Yes. Take a look at the work of Welsh artist Keith Bowen, who painted subjects in Pennsylvania Dutch Country for the book, Among the Amish. (Published in 1996 by Running Press, reprinted in 1998 by Courage Books.)

I confess, I went to see Bowen's artwork with weary expectation. Paintings of Amish scenes and Amish people are as hackneyed as Star Barn art. (Don't get me started on Star Barn art. If you spend much time in central Pennsylvania, you'll understand.) But Bowen has avoided the tired recyclings.

Most striking to me is a trio of two-color ink sketches titled "Boy Throwing Ball." The images capture a rare action quality that belied the simplicity of the work. Bowen ranged widely in his choice of media. Besides the ink sketches, the collection includes oils, pastels and charcoals. His pastels are often fuzzy, somewhat indistinct, but no less realistic. Eye-catchers include the moody "Young Girl in Headscarf," "Two Brothers Carrying Corn" and "Harvesting Watermelons."

Nearly all of his paintings depict the Amish doing the simple things of living, at work, rest or play.

While many of Bowen's works focus on people, he doesn't always worry about faces. In the oil painting titled "Horse Auction," the story is told through the intent postures of the men, most of whom are seen only by their black coats and flat-brimmed hats. Another oil, "Grandfather, Father, Son," shows the threesome's serious mien from the side as they stare off to the left. The charcoal drawing called "Husband and Wife" is no straight portrait of a couple at rest, but a slice of real life as they toil on their farm. Neither face is visible. "I'm getting them in action," he explained. "Sometimes it's the pose that's important, not the features of the face."

Sometimes, Bowen leaves the people out of it entirely. Like, for instance, "Evening -- Horse Drinking," which leaves the farmyard in the distance and focuses instead on the horse taking its ease in a wide, slow-moving creek.

When Bowen was hired to write and illustrate a book about the Amish, he didn't know a thing about them.

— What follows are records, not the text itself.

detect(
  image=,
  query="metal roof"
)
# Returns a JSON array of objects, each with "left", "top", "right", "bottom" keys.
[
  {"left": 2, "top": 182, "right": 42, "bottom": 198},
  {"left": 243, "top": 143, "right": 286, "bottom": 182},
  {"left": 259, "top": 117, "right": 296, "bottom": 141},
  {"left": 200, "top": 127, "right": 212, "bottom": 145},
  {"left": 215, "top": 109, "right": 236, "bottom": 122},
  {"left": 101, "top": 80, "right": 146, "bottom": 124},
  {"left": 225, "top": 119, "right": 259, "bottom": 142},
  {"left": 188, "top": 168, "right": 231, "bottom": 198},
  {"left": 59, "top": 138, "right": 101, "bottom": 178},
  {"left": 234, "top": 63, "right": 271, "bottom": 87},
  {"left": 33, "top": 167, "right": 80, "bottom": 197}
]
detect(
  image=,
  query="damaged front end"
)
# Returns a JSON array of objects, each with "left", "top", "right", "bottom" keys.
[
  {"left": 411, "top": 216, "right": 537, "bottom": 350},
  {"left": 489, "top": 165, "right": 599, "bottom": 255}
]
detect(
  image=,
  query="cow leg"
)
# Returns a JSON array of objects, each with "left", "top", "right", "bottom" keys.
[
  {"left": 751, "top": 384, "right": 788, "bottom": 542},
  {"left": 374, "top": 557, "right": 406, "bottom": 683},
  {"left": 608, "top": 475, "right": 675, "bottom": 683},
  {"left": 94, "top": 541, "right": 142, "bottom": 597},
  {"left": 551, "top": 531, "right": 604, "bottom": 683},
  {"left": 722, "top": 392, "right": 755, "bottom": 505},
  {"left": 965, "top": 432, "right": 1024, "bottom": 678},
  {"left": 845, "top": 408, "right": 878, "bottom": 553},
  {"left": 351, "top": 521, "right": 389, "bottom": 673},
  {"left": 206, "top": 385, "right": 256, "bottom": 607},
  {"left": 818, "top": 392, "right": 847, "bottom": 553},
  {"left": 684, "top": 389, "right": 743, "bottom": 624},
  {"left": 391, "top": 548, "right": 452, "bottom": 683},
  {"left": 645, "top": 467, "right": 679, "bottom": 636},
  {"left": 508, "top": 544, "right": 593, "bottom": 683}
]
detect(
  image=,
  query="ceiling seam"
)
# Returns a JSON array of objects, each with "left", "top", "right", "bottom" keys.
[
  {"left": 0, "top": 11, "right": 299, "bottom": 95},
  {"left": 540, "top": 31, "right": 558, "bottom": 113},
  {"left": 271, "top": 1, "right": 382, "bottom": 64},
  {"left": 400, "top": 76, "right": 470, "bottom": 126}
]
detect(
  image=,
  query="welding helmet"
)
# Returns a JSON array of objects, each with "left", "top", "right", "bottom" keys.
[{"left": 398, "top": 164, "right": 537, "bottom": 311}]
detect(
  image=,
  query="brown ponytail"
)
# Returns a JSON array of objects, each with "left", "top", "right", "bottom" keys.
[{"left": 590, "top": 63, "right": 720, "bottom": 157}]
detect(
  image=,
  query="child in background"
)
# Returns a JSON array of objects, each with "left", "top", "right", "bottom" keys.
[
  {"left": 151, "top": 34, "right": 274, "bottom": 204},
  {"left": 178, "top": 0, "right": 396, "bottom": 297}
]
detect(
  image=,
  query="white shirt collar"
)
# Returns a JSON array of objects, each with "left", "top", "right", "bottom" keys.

That, he believes, is why his portrayals of the homogenous Lancaster County culture show them in a different light than the many other artists who've captured the Amish on paper. "I didn't actually expect anything," he said. "I didn't know anything. ... Coming from away, going into it blind was an advantage. I just didn't know it at the time."

Bowen found inspiration, not by watching the Amish, but by joining them, he explained. "The best way to get that is to put the brush down and pick up the fork," he said. Working with Amish farmers as they harvested tobacco and other produce taught him more about their way of life than any number of textbooks could.

The book isn't one of the ever-growing collection of Amish textbooks on the bookshelves racks. "It is primarily a picture book, concentrating on the four seasons," Bowen said. "There's nothing scholarly or academic about it." His use of various media to portray the Amish -- oils, pastels, charcoal and ink -- is a reflection of his mood at the time he was painting.